Putting It All Together: One Sentence, Start to Finish
Here is the complete pipeline for encoding "The cat sat on the mat" with all-MiniLM-L6-v2:
from sentence_transformers import SentenceTransformer
import torch, numpy as np
# What this one line hides — every stage shown above runs in sequence:
model = SentenceTransformer("all-MiniLM-L6-v2")
# Architecture: 6 transformer layers, 384 dimensions, 12 attention heads
# Max sequence length: 128 tokens
# Pooling: mean pooling over all token embeddings
sentences = [
"The cat sat on the mat",
"A feline rested on the rug",
"Python is a programming language",
]
embeddings = model.encode(sentences, normalize_embeddings=True)
# Shape: (3, 384) — 3 sentences, each 384 dimensions
# Step 1: Tokenize each sentence → token IDs + attention mask
# Step 2: Look up each ID in embedding table (384-dim vectors)
# Step 3: Add positional encoding signals
# Step 4: Run through 6 transformer blocks (attention + FFN each)
# Step 5: Mean-pool all token vectors → one 384-dim vector
# Step 6: L2-normalize → unit sphere (optional but recommended)
# Verify: similar sentences should be closer
cos_sim = np.dot(embeddings[0], embeddings[1]) # cat ↔ feline
cos_dis = np.dot(embeddings[0], embeddings[2]) # cat ↔ Python
print(f"cat ↔ feline: {cos_sim:.4f}") # ~0.81 — high
print(f"cat ↔ Python: {cos_dis:.4f}") # ~0.12 — lowPooling Strategies — When to Use Which
| Strategy | How it works | Performance | Best used when |
|---|---|---|---|
| [CLS] token | Take the first token's final vector | Moderate Moderate on STS benchmarks | BERT fine-tuned on classification; tasks matching pre-training |
| Mean pooling | Average all non-padding token vectors | Best Best on general semantic similarity | Sentence-level similarity, RAG, semantic search — general default |
| Max pooling | Max value per dimension across all tokens | Inconsistent Inconsistent — sensitive to outliers | Rare — occasionally better for specific domain tasks |
| Weighted mean | Mean weighted by attention mask + optional IDF | Good Good — suppresses common/stop words | Keyword-heavy retrieval where rare terms matter more |
The Complete Picture
An embedding model runs 6 sequential stages on your text. Tokenization converts raw characters to integer IDs using BPE or WordPiece sub-word splitting. A lookup table converts those IDs to dense initial vectors — each one a row in the model's embedding matrix. Positional encoding adds a unique position signal so the model knows token order. N transformer blocks then run attention (where every token attends to every other, computing Q·Kᵀ/√d scores then blending values) followed by a position-wise FFN that processes each token's enriched representation. Finally, pooling collapses the sequence of token vectors into one sentence vector — usually via mean pooling.
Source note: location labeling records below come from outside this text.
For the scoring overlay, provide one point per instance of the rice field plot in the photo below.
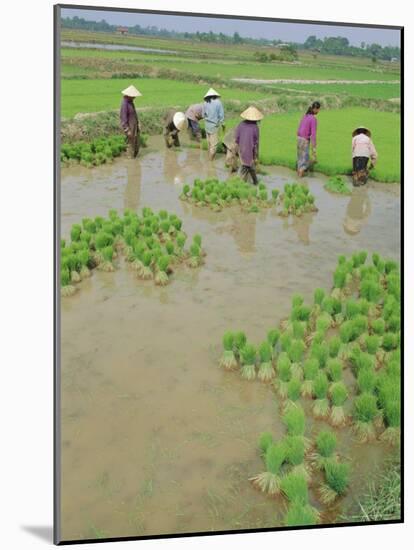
(278, 141)
(342, 353)
(91, 96)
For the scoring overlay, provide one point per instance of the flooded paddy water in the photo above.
(155, 437)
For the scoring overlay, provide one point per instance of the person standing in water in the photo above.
(213, 114)
(174, 122)
(306, 138)
(247, 139)
(363, 152)
(194, 114)
(129, 120)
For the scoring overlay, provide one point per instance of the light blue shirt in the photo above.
(213, 114)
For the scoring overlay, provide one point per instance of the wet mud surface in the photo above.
(155, 437)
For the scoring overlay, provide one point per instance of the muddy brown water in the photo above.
(155, 437)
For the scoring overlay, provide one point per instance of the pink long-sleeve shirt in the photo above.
(307, 128)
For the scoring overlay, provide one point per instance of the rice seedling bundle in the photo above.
(338, 394)
(336, 481)
(365, 411)
(266, 371)
(337, 184)
(270, 480)
(248, 362)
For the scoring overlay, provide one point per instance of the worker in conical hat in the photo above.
(247, 139)
(174, 122)
(213, 114)
(364, 155)
(129, 120)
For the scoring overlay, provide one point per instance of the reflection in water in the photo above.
(133, 187)
(301, 225)
(357, 211)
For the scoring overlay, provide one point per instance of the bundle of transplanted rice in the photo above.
(325, 446)
(310, 373)
(336, 481)
(364, 414)
(337, 184)
(284, 374)
(266, 370)
(269, 481)
(320, 394)
(228, 360)
(338, 394)
(296, 200)
(216, 195)
(248, 361)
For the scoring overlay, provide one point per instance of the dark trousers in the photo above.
(246, 171)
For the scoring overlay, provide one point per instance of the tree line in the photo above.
(329, 45)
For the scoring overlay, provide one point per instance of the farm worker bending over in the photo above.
(232, 150)
(194, 114)
(247, 139)
(129, 120)
(307, 137)
(213, 114)
(174, 121)
(363, 151)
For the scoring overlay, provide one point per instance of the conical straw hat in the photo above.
(252, 114)
(131, 91)
(211, 92)
(179, 120)
(361, 128)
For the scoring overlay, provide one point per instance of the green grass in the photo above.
(91, 96)
(278, 140)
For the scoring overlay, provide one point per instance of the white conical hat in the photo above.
(211, 92)
(131, 91)
(179, 120)
(252, 114)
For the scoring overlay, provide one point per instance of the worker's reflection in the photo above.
(357, 211)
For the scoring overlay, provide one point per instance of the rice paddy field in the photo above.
(230, 355)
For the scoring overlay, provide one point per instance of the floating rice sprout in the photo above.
(248, 362)
(325, 446)
(337, 481)
(320, 392)
(338, 394)
(365, 412)
(270, 480)
(266, 370)
(161, 277)
(310, 372)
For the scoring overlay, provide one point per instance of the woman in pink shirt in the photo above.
(306, 138)
(363, 151)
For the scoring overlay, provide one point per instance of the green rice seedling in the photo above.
(320, 393)
(338, 395)
(270, 480)
(299, 514)
(336, 481)
(296, 351)
(248, 362)
(228, 360)
(334, 345)
(284, 371)
(161, 277)
(294, 420)
(365, 412)
(146, 271)
(310, 372)
(295, 488)
(334, 369)
(265, 441)
(266, 371)
(325, 446)
(66, 288)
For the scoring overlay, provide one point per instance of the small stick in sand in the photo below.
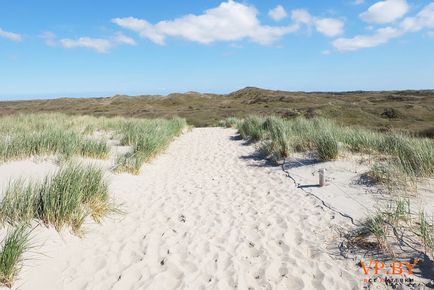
(321, 177)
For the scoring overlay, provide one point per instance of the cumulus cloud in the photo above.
(278, 13)
(328, 26)
(10, 35)
(423, 20)
(98, 44)
(101, 45)
(381, 36)
(230, 21)
(123, 39)
(385, 11)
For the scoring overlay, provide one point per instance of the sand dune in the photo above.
(206, 214)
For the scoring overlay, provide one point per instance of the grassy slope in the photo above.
(415, 109)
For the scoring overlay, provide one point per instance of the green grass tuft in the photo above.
(13, 247)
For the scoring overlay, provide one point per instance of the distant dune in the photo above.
(410, 110)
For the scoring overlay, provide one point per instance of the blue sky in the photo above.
(104, 47)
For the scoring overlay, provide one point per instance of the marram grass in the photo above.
(12, 249)
(147, 138)
(64, 199)
(406, 155)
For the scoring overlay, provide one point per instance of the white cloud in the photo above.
(423, 20)
(98, 44)
(10, 35)
(278, 13)
(123, 39)
(385, 11)
(381, 36)
(101, 45)
(230, 21)
(328, 26)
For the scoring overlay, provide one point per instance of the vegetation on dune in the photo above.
(410, 110)
(405, 155)
(400, 158)
(12, 249)
(44, 134)
(64, 199)
(148, 138)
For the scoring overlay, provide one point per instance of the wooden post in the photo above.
(321, 177)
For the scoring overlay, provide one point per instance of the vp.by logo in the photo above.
(396, 268)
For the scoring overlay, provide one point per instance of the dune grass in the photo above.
(58, 134)
(12, 249)
(64, 199)
(147, 138)
(46, 134)
(407, 155)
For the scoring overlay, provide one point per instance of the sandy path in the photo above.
(201, 216)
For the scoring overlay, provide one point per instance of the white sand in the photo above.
(204, 215)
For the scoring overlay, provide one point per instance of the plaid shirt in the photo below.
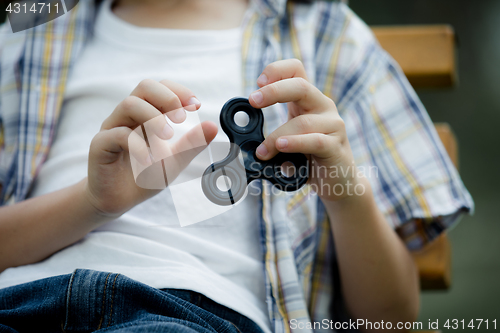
(416, 187)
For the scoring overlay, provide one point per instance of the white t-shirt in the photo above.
(221, 257)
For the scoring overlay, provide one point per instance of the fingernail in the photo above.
(194, 101)
(178, 115)
(167, 132)
(262, 150)
(282, 143)
(257, 97)
(262, 80)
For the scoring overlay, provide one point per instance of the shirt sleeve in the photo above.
(393, 139)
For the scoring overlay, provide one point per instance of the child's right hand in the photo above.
(110, 186)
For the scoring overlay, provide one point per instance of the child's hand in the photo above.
(314, 128)
(111, 187)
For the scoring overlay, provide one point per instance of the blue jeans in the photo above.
(91, 301)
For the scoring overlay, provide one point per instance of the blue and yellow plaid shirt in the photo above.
(417, 187)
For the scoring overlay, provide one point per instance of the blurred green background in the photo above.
(472, 108)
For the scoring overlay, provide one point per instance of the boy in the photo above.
(89, 213)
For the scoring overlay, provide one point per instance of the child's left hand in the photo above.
(314, 128)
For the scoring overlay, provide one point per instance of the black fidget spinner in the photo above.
(246, 139)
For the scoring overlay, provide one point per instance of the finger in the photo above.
(162, 98)
(318, 144)
(296, 90)
(303, 124)
(280, 70)
(188, 147)
(134, 111)
(107, 145)
(186, 96)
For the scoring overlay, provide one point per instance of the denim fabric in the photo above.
(92, 301)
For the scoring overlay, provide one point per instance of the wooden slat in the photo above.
(434, 264)
(425, 53)
(434, 261)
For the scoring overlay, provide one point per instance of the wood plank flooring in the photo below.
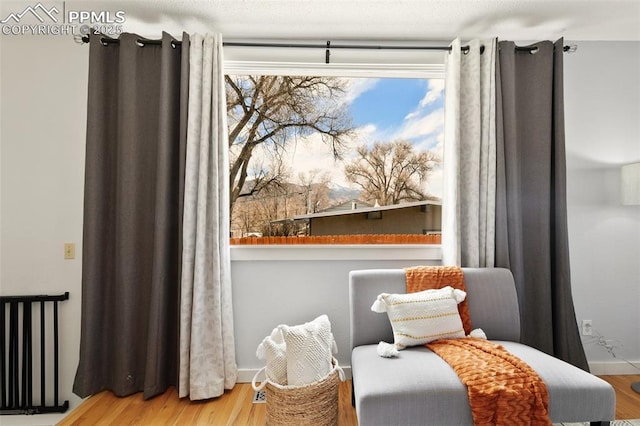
(235, 407)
The training signal shapes the geometry. BERT's original MLM objective does not produce good sentence embeddings directly. Contrastive training — where similar pairs are pushed together and dissimilar pairs pulled apart — is what makes modern embedding models like all-MiniLM-L6-v2 actually work for semantic search. When you choose an embedding model, look at how it was trained, not just its architecture or parameter count.
Understanding these internals will help you debug retrieval failures, choose pooling strategies correctly, estimate token budget impacts, and reason about why domain-specific fine-tuning improves performance on niche corpora.